William Buckley Jr: The American right-wing's original influencer

As the Trump era dawned, many felt Buckley would have stopped it. He had kept out the crazies, the conspiracy theorists, the antisemites-and perhaps even created the respectable right
NYT
BUCKLEY: The Life and the Revolution That Changed America
by Sam Tanenhaus
Published by Random House
1,018 pages $40 By Jennifer Burns
In the age of Steve Bannon and Bronze Age Pervert — the pseudonymous author acclaimed by young Trumpists — a biography of William F Buckley Jr seems almost quaint. Since his death in 2008, the aristocratic founder of the flagship conservative magazine National Review has been wreathed in nostalgia.
Especially as the Trump era dawned, there was a sense that somehow Buckley would have stopped it, even as National Review's iconic 2016 'Against Trump' issue proved no match for the MAGA insurgency. At a moment without gatekeepers or even gates, it was said, Buckley showed how much we had lost: It was he who had kept out the crazies, the conspiracy theorists, the antisemites; it was he who had defined, even created, the respectable right.
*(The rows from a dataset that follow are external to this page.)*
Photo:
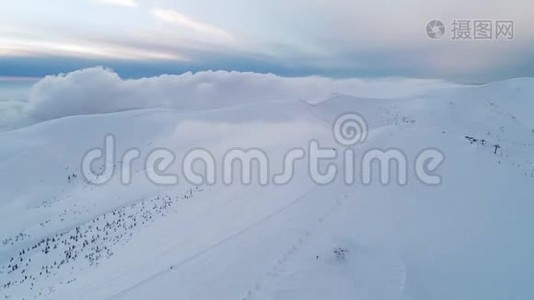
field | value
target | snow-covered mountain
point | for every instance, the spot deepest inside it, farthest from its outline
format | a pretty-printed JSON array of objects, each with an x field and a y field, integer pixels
[{"x": 468, "y": 238}]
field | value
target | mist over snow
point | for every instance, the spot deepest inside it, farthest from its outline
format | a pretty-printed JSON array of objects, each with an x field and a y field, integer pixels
[
  {"x": 100, "y": 90},
  {"x": 466, "y": 237}
]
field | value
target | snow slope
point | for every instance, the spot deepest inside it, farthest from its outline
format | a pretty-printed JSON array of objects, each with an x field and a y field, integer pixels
[{"x": 468, "y": 238}]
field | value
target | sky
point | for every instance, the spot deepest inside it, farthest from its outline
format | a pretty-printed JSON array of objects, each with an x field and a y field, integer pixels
[{"x": 333, "y": 38}]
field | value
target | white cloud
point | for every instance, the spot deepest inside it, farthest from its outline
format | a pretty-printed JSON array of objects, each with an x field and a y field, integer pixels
[
  {"x": 99, "y": 90},
  {"x": 180, "y": 19},
  {"x": 127, "y": 3}
]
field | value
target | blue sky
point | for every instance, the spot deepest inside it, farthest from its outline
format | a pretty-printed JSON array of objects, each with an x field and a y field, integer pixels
[{"x": 336, "y": 38}]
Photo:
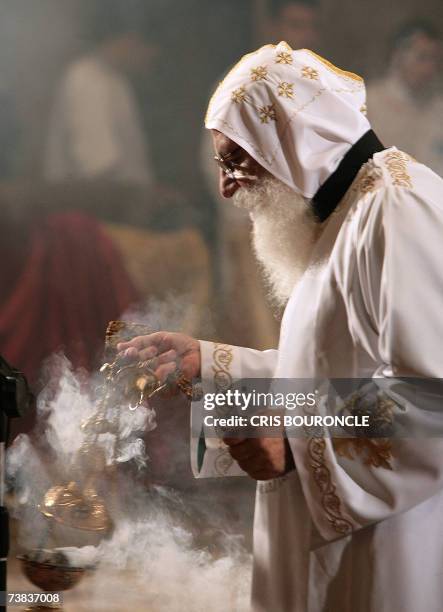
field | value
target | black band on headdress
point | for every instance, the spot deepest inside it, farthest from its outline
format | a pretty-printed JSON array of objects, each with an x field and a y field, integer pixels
[{"x": 334, "y": 188}]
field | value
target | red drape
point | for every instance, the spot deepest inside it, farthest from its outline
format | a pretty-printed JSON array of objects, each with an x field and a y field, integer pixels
[{"x": 59, "y": 290}]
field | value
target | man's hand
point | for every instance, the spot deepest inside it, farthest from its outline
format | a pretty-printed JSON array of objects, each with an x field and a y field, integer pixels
[
  {"x": 170, "y": 352},
  {"x": 262, "y": 458}
]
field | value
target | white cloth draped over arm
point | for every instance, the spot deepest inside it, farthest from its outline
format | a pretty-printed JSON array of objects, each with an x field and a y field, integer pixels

Sam Tanenhaus's immersive authorised biography partakes of this nostalgia, even as his portrait of Buckley dispels it. The Buckley that emerges from his exhaustive, 1,000-page portrait is not so much a stranger to our times as a precursor to them. After all, Buckley made his name with God and Man at Yale, his slashing 1951 attack on his alma mater as a hotbed of leftism, complete with the suggestion that alumni withhold donations as a means of pressuring the university to remedy the issue.
In his precocious youth, not only did Buckley realise that politics was becoming entertainment, but he helped make it so, branching off from magazines into television, spy novels and a stunt run for New York City mayor, all while befriending and advising the most powerful politicians of his day. More than a political journalist, Buckley was an unabashed activist who intuitively grasped the centrality of the media and the power of attention, and wielded both on behalf of his cause. American politics has never been the same since.
As Mr Tanenhaus lavishly elaborates in the book's early chapters, Buckley was to the manner born. His oil speculator father had spent years in Mexico — where he was involved in various counterrevolutionary intrigues until he was expelled in 1920 — and he recreated the country's colonial aesthetic meticulously at Great Elm, his Connecticut estate.
Drawing on family papers, Mr Tanenhaus provides a rich chronicle of this unusual family, a strange outpost of Spanish Catholicism uneasily nested amid a town of New England Protestants. He shows how the family's Southernisation went far beyond bringing Black staff members north to Great Elm. Buckley's 1957 article on the civil rights movement in National Review has become notorious for its assertion that the 'advanced race' should prevail in the South.
A somewhat lackadaisical student early on, Buckley became a standout debater at Yale, stumbling into what would be his central innovation: Politics as entertainment rather than as policy or profession. After graduation, he stirred up controversy with two books — the first his attack on Yale, the second a defence of Senator Joe McCarthy — and then founded National Review, relying on family money and his already formidable reputation.
From the start, Buckley understood the media as the primary battleground. In America, he wrote in a key memo, the 'ruling class' was the ''opinion makers' — newspapermen, publishers, commentators, educators, ministers and members of the various professions.' It was this group that the magazine would target, intending to shape the views of those who ultimately 'control the elected.' National Review conservatives would be serious, they would be smart, they would force the opinion makers to answer, if only to disagree. And the disagreement itself, Buckley realised, could be news.
Mr Tanenhaus ably covers Buckley's central role in the emergence of postwar conservative politics. Less an intellectual than a convener, Mr Buckley helped weld together a conservatism historians call 'fusionism': A blend of aggressive anti-communism, traditional values and libertarian economics.
Engaging if unsurprising as political history, as biography the book raises more questions than it answers. Mr Tanenhaus strives to distinguish between Buckley the ideologue and Buckley the friend, but neither persona is fully rendered. Positioning himself as the leader of an intellectual movement, Buckley produced no original thought, despite a lifelong effort to complete a serious book of ideas. (It never materialised.)
In the end, less important than Buckley's particular views is the style in which he expressed them and the infrastructure he created for their propagation. Politics has always been a form of entertainment, of course; what Buckley did was to update the torchlight parades of industrialising America for a literate and white-collar world. Yet he did more than add conservatism to a pre-existing media establishment. He helped change the way that establishment operated. Mr Tanenhaus calls Buckley the 'intellectual leader' of American conservatism, but we might remember him more accurately as its original influencer.